VOL. 129 | NO. 160 | Monday, August 18, 2014
Graceland Manager Maps Global Outposts
By Bill Dries
The recession and changes over the last nine years in the companies owning 85 percent of Elvis Presley Enterprises played a role in delaying plans for the expansion of Graceland into a 120-acre campus in Whitehaven.

“You don’t understand until you come to Graceland,” said Joel Weinshanker, majority owner of Graceland Holdings LLC, as he outlined his plans last week for an expansion of Graceland to a 120-acre campus in Whitehaven as well as expanding the Elvis brand around the world.
(Daily News File/Lance Murphey)
But as Graceland executives and city leaders broke ground last week for the $70 million, 450-room hotel that is the beginning of that expansion, another factor emerged.
Priscilla Presley didn’t think the corporate leaders at those other companies always “got” her ex-husband’s style or relevance in their attempts to grow his brand and entertainment legacy.
“We’ve had years and years of plans, drawings, renditions,” she said Thursday, Aug. 14, at the groundbreaking. “Nothing seemed right.”
That was until the latest owners of the majority share, Authentic Brands Group LLC, brought in Joel Weinshanker, the founder and chairman of National Entertainment Collectibles Association Inc.
Weinshanker, as majority owner and partner in Graceland LLC, is the guiding force behind the expansion of the Whitehaven landmark and the global expansion of the Elvis brand.
As the manager of a band on tour in 1992, Weinshanker took a VIP tour of Graceland when the band’s tour brought them to Memphis. He didn’t expect much.
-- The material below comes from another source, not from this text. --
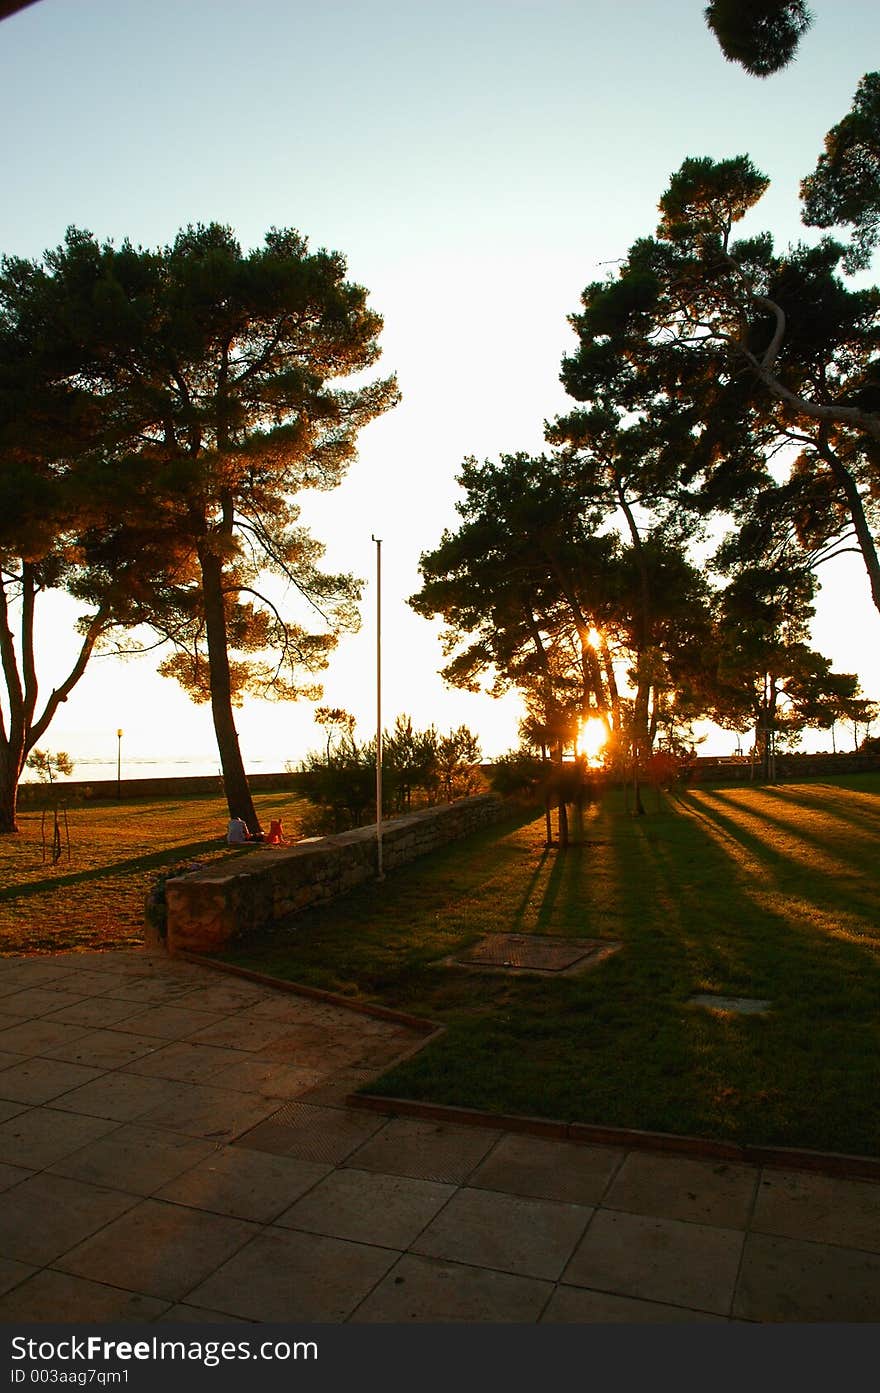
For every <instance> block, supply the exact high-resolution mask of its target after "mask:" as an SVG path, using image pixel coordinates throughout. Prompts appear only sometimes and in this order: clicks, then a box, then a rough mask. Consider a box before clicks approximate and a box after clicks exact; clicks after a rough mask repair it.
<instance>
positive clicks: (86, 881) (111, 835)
mask: <svg viewBox="0 0 880 1393" xmlns="http://www.w3.org/2000/svg"><path fill="white" fill-rule="evenodd" d="M253 802H255V805H256V809H258V812H259V815H260V819H262V820H263V825H265V826H269V819H270V818H277V816H281V818H283V819H284V826H285V830H287V832H295V829H297V808H298V802H297V798H295V797H292V795H291V794H284V793H276V794H258V795H256V797H255V800H253ZM67 820H68V827H70V859H68V857H67V846H64V853H63V857H61V859H60V861H58V864H57V865H53V864H52V815H50V814H47V815H46V826H45V836H46V844H47V853H49V855H47V858H45V857H43V848H42V833H40V823H42V814H40V812H39V811H32V809H29V808H28V809H24V811H19V814H18V823H19V827H21V832H19V833H18V834H15V836H8V837H0V957H3V956H7V954H11V953H28V954H31V953H52V951H60V950H64V949H113V947H127V946H129V944H132V943H142V942H143V900H145V897H146V894H148V892H149V889H150V887H152V885H153V883H155V880H156V878H157V876H159V875H160V873H162V872H163V871H167V869H168V868H170V866H173V865H177V864H178V862H181V861H195V859H198V861H213V859H216V858H217V857H239V855H246V854H248V853H246V851H244V853H242V851H235V850H231V848H230V847H227V846H226V825H227V820H228V812H227V811H226V801H224V800H223V798H219V797H210V798H205V797H202V798H199V797H178V798H166V800H163V801H159V800H157V801H146V800H138V801H134V802H127V801H125V800H123V801H121V802H75V804H72V805H71V807H70V808H68V811H67Z"/></svg>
“From the moment we walked in the door, I had a much different perspective on life and everything I was doing,” Weinshanker said.
He told the several hundred fans at the groundbreaking that he walked out of the mansion humbled and impressed by Presley’s “sense of community.”
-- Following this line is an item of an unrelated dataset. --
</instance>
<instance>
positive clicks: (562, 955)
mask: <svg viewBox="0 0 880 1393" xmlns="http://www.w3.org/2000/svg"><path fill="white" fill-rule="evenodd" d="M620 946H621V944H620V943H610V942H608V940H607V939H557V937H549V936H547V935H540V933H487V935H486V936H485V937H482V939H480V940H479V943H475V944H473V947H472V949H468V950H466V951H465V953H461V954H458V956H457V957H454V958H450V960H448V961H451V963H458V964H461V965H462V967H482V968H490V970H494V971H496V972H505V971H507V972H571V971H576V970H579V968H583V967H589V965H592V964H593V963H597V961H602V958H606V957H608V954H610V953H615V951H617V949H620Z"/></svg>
“You don’t understand until you come to Graceland,” he added.
Priscilla Presley said her goal is the expansion of Elvis Presley Enterprises in a contemporary way.
“In order for us to stay contemporary, we have to enhance. We have to make things better for you or we’ll be archaic,” she told fans. “Elvis was never archaic. He was modern. He was contemporary, and he loved edgy things.”
Weinshanker indicated that his approach to the Graceland brand worldwide will probably mean an end to emphasizing contemporary artists recording or performing Elvis songs.
“We’re not looking for another great artist’s interpretation of what they think Elvis would be but it’s really about them. Everything has to be about Elvis,” he said. “We are going to have Graceland outposts all over the world. We’re going to have Graceland outposts in Europe, in Asia, in Vegas. And really what they are meant to do in a smaller way is spread the word of Elvis.”
Weinshanker said Elvis remains a model for entertainers.
“He started that pop culture revolution. He didn’t have anyone to emulate. He didn’t have anyone to be like,” he said. “If you look at what you are seeing today – what’s edgy and contemporary – all of those roads lead from Graceland. They lead from Elvis.”
He pointed specifically to the archives studio that opened this month between the mansion and the site of the hotel.
Weinshanker bills the archives as “the best and biggest archive of any person living or dead in the world.”
After Presley’s death, in a settling of accounts with Presley’s longtime manager, Col. Tom Parker, Elvis Presley Enterprises bought a massive amount of material – from originals of contracts to thousands of unseen photos to the long-missing gold lamé pants that went with Presley’s iconic gold lamé jacket.
Weinshanker said the archives are a map that gives guidance on Presley’s style and how to keep his image contemporary.
“There’s over a million pieces of information, over a million documents and photos where we can actually see what Elvis did,” he said.
Priscilla Presley has also helped fill in some of the blanks, including how he originally had his eye on buying the ranch where an apartment complex was later built. The land, which Elvis Presley Enterprises then bought nearly 20 years after Presley died, is the site of the hotel to come.
She said Presley was still in the Army and had alerted his uncle to keep an eye on the land should it come up for sale. Somehow, he didn’t find out about it until someone else had bought the land and residential subdivisions were already springing up around it.
Weinshanker said the hotel is just the beginning of a 120-acre campus for Graceland in which the mansion remains as it always has.
“We’re going to continue to build. We are going to continue to give you more reasons to come to Graceland,” he added. “Because when you see what Graceland is, when you see what Elvis was all about, that’s all I need. … I have the best drug in the world, and I just need you to try it once.”